An Algorithm for Computing a Hamiltonian Cycle

of Given Points in a Polygonal Region

Yiyang Jia and Bo Jiang*

School of Information Science and Technology, Dalian Maritime University, Dalian, China

ABSTRACT

In this paper, for a point set X in a simple polygon P, we present an algorithm to

compute a Hamiltonian cycle which avoids the boundary of P and accesses all points of

X. Computing a Hamiltonian cycle of given points in a simple polygon is a novel transformation of the general Hamiltonian problems and the problem of finding simple paths on given obstacles in a simple polygon. In our solution, we first construct the geodesic convex hull G of X inside P, and then find simple paths turn only at the points of X for two adjacent vertices in X along the boundary of G which are invisible to each other. After an original Hamiltonian cycle is found, we insert the remaining points to it. Finally, we present an O((n2+m)nlogm) time algorithm (n is the number of points in X

and m is the number of P’s vertices) to report a Hamiltonian cycle if it exists or report

that no such cycle exists.

INTRODUCTION Background

Computing a Hamiltonian cycle of given points in a simple polygon is an open problem posed by Cheng Q. et al., as a transformation of finding simple paths among obstacles in a simple polygon [1]. The problem can be described as follows: Suppose that there is a set X of n given points in a simple polygon P in the plane, the objective is to construct a Hamiltonian cycle HX (without self-intersections) which accesses all

points in X and avoids the boundary of P, so that each edge of HX does not intersect with

the boundary of P (except for the vertices of P). If such HX exists, output it, otherwise

report that no such cycle exists. When P is convex, HX certainly exists and can simply

be found in O(nlogn) time by using the method provided in [1].

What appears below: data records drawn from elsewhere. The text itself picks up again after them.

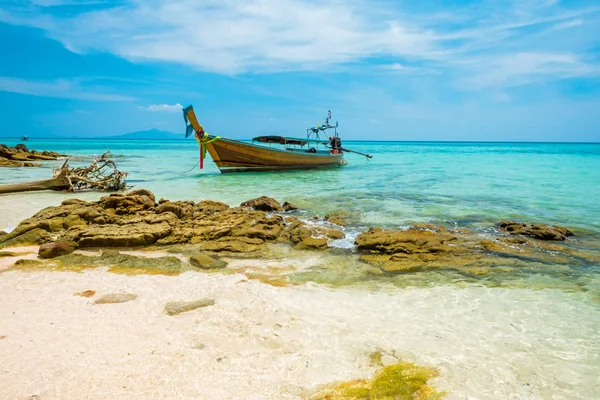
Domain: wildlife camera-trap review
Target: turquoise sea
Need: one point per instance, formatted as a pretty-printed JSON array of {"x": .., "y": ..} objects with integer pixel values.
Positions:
[
  {"x": 533, "y": 335},
  {"x": 465, "y": 184}
]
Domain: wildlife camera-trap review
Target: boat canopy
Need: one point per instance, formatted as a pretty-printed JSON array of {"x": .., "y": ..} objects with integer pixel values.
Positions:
[{"x": 287, "y": 140}]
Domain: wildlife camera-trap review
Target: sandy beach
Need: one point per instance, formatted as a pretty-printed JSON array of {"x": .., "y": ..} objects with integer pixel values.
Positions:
[{"x": 264, "y": 342}]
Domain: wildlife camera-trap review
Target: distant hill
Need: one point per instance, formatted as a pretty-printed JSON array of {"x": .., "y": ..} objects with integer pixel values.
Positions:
[{"x": 152, "y": 134}]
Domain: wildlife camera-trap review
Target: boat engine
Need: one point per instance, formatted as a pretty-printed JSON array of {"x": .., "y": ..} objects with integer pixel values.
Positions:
[{"x": 336, "y": 145}]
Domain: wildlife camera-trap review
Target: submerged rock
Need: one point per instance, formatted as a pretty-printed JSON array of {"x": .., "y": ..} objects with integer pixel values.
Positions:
[
  {"x": 178, "y": 307},
  {"x": 408, "y": 241},
  {"x": 397, "y": 381},
  {"x": 263, "y": 203},
  {"x": 204, "y": 261},
  {"x": 56, "y": 249},
  {"x": 289, "y": 206},
  {"x": 114, "y": 298},
  {"x": 536, "y": 231},
  {"x": 337, "y": 218},
  {"x": 313, "y": 237}
]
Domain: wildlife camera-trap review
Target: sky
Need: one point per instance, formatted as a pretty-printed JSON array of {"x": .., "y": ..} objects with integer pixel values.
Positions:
[{"x": 388, "y": 70}]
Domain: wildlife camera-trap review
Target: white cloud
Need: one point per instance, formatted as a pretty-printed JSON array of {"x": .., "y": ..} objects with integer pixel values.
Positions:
[
  {"x": 164, "y": 107},
  {"x": 230, "y": 36},
  {"x": 257, "y": 36},
  {"x": 569, "y": 24},
  {"x": 523, "y": 68},
  {"x": 61, "y": 88}
]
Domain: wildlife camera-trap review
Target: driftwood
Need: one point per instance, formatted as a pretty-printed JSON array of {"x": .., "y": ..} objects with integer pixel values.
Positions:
[{"x": 101, "y": 174}]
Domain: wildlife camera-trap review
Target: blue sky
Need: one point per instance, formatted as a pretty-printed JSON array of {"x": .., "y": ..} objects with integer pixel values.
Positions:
[{"x": 390, "y": 70}]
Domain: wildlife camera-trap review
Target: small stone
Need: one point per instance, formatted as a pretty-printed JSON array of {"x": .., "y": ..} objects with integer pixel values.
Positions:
[
  {"x": 178, "y": 307},
  {"x": 87, "y": 293},
  {"x": 56, "y": 249},
  {"x": 114, "y": 298},
  {"x": 335, "y": 219},
  {"x": 204, "y": 261},
  {"x": 289, "y": 206}
]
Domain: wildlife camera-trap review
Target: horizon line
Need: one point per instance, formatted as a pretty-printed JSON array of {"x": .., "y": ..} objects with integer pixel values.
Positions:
[{"x": 113, "y": 138}]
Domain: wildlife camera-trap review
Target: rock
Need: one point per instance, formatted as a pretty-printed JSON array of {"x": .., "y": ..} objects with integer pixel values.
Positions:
[
  {"x": 128, "y": 204},
  {"x": 129, "y": 235},
  {"x": 113, "y": 298},
  {"x": 314, "y": 237},
  {"x": 263, "y": 203},
  {"x": 536, "y": 231},
  {"x": 313, "y": 243},
  {"x": 179, "y": 208},
  {"x": 56, "y": 249},
  {"x": 178, "y": 307},
  {"x": 234, "y": 245},
  {"x": 29, "y": 237},
  {"x": 69, "y": 202},
  {"x": 204, "y": 261},
  {"x": 142, "y": 192},
  {"x": 289, "y": 206},
  {"x": 22, "y": 147},
  {"x": 408, "y": 241},
  {"x": 87, "y": 293}
]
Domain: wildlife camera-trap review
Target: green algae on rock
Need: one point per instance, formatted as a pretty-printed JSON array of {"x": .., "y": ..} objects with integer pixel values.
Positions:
[
  {"x": 401, "y": 381},
  {"x": 178, "y": 307}
]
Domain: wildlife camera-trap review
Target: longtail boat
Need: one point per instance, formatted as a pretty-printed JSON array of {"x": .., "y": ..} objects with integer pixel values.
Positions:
[{"x": 314, "y": 151}]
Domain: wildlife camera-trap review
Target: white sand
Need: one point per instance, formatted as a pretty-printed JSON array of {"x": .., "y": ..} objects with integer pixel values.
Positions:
[{"x": 263, "y": 342}]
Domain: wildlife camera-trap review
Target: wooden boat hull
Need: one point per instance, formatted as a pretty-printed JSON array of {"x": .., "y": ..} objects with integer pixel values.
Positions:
[{"x": 235, "y": 156}]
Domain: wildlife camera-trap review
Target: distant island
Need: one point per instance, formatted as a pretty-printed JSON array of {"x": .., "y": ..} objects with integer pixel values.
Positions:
[{"x": 151, "y": 134}]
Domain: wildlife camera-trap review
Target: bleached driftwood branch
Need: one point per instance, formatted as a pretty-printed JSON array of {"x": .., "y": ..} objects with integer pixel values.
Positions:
[{"x": 101, "y": 174}]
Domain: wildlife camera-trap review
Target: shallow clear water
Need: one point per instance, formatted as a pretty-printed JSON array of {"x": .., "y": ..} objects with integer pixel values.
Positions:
[
  {"x": 469, "y": 184},
  {"x": 529, "y": 334}
]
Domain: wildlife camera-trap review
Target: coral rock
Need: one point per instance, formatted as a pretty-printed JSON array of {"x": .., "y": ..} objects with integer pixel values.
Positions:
[
  {"x": 56, "y": 249},
  {"x": 536, "y": 231},
  {"x": 204, "y": 261},
  {"x": 263, "y": 203}
]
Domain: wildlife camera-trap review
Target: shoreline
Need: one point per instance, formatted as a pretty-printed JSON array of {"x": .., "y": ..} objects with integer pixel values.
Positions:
[
  {"x": 260, "y": 341},
  {"x": 290, "y": 317}
]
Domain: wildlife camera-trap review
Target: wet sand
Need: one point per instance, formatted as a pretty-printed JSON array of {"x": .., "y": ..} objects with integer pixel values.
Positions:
[{"x": 265, "y": 342}]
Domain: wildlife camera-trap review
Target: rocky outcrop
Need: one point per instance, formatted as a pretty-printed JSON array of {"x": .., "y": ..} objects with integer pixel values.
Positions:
[
  {"x": 135, "y": 219},
  {"x": 536, "y": 231},
  {"x": 337, "y": 218},
  {"x": 427, "y": 247},
  {"x": 289, "y": 206},
  {"x": 314, "y": 237},
  {"x": 21, "y": 156},
  {"x": 410, "y": 241},
  {"x": 263, "y": 203},
  {"x": 56, "y": 249}
]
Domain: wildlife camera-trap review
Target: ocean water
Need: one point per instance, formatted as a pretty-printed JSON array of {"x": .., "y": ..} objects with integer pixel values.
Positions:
[
  {"x": 531, "y": 336},
  {"x": 465, "y": 184}
]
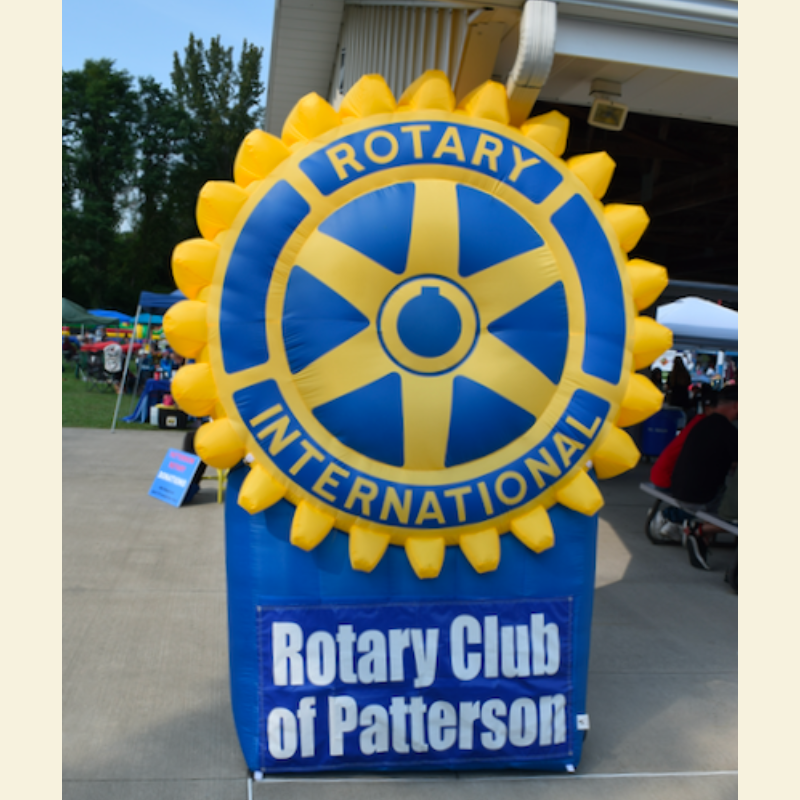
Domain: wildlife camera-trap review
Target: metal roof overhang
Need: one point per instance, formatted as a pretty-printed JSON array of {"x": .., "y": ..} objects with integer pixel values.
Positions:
[{"x": 676, "y": 58}]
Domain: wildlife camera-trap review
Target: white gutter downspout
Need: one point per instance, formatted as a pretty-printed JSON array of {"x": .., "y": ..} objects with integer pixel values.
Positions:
[{"x": 537, "y": 42}]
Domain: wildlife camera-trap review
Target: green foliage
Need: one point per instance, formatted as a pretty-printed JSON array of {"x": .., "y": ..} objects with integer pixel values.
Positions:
[
  {"x": 219, "y": 100},
  {"x": 99, "y": 110},
  {"x": 134, "y": 159}
]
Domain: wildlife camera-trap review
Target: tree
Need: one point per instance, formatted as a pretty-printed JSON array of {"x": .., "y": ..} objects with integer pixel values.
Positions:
[
  {"x": 99, "y": 111},
  {"x": 149, "y": 244},
  {"x": 221, "y": 104},
  {"x": 134, "y": 160}
]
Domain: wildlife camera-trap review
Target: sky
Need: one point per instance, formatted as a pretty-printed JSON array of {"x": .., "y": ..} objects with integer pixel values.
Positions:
[{"x": 140, "y": 36}]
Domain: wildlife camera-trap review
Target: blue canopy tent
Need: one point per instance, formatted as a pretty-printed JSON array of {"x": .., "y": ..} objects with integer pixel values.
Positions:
[
  {"x": 118, "y": 315},
  {"x": 149, "y": 303}
]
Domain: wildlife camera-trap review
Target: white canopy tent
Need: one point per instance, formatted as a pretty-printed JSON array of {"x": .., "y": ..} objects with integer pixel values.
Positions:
[{"x": 700, "y": 324}]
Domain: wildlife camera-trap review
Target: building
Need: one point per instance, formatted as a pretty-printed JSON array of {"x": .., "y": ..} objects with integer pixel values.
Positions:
[{"x": 672, "y": 65}]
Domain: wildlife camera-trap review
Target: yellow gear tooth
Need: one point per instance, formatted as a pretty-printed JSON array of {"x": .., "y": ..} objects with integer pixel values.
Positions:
[
  {"x": 186, "y": 328},
  {"x": 259, "y": 153},
  {"x": 219, "y": 444},
  {"x": 194, "y": 389},
  {"x": 595, "y": 170},
  {"x": 648, "y": 280},
  {"x": 642, "y": 399},
  {"x": 549, "y": 130},
  {"x": 366, "y": 548},
  {"x": 309, "y": 526},
  {"x": 628, "y": 222},
  {"x": 482, "y": 549},
  {"x": 616, "y": 454},
  {"x": 310, "y": 117},
  {"x": 650, "y": 340},
  {"x": 217, "y": 206},
  {"x": 488, "y": 101},
  {"x": 259, "y": 490},
  {"x": 534, "y": 530},
  {"x": 426, "y": 555},
  {"x": 368, "y": 96},
  {"x": 430, "y": 91},
  {"x": 581, "y": 494},
  {"x": 193, "y": 264}
]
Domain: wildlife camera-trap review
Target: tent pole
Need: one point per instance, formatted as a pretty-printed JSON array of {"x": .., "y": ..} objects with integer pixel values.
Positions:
[{"x": 125, "y": 371}]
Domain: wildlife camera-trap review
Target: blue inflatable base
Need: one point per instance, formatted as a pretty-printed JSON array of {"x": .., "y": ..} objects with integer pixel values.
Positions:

Over the past two hundred years, many researchers have studied the related problems of Hamiltonian cycle or path. Although the original Hamiltonian path problem is proven to be an NPC problem [2], the time complexity of finding Hamiltonian cycles can be reduced to polynomial time under certain conditions, such as finding Hamiltonian cycles in distance-hereditary graphs [3], or in co-comparability graphs [4], or in semi-complete multipartite digraphs [5], and so on.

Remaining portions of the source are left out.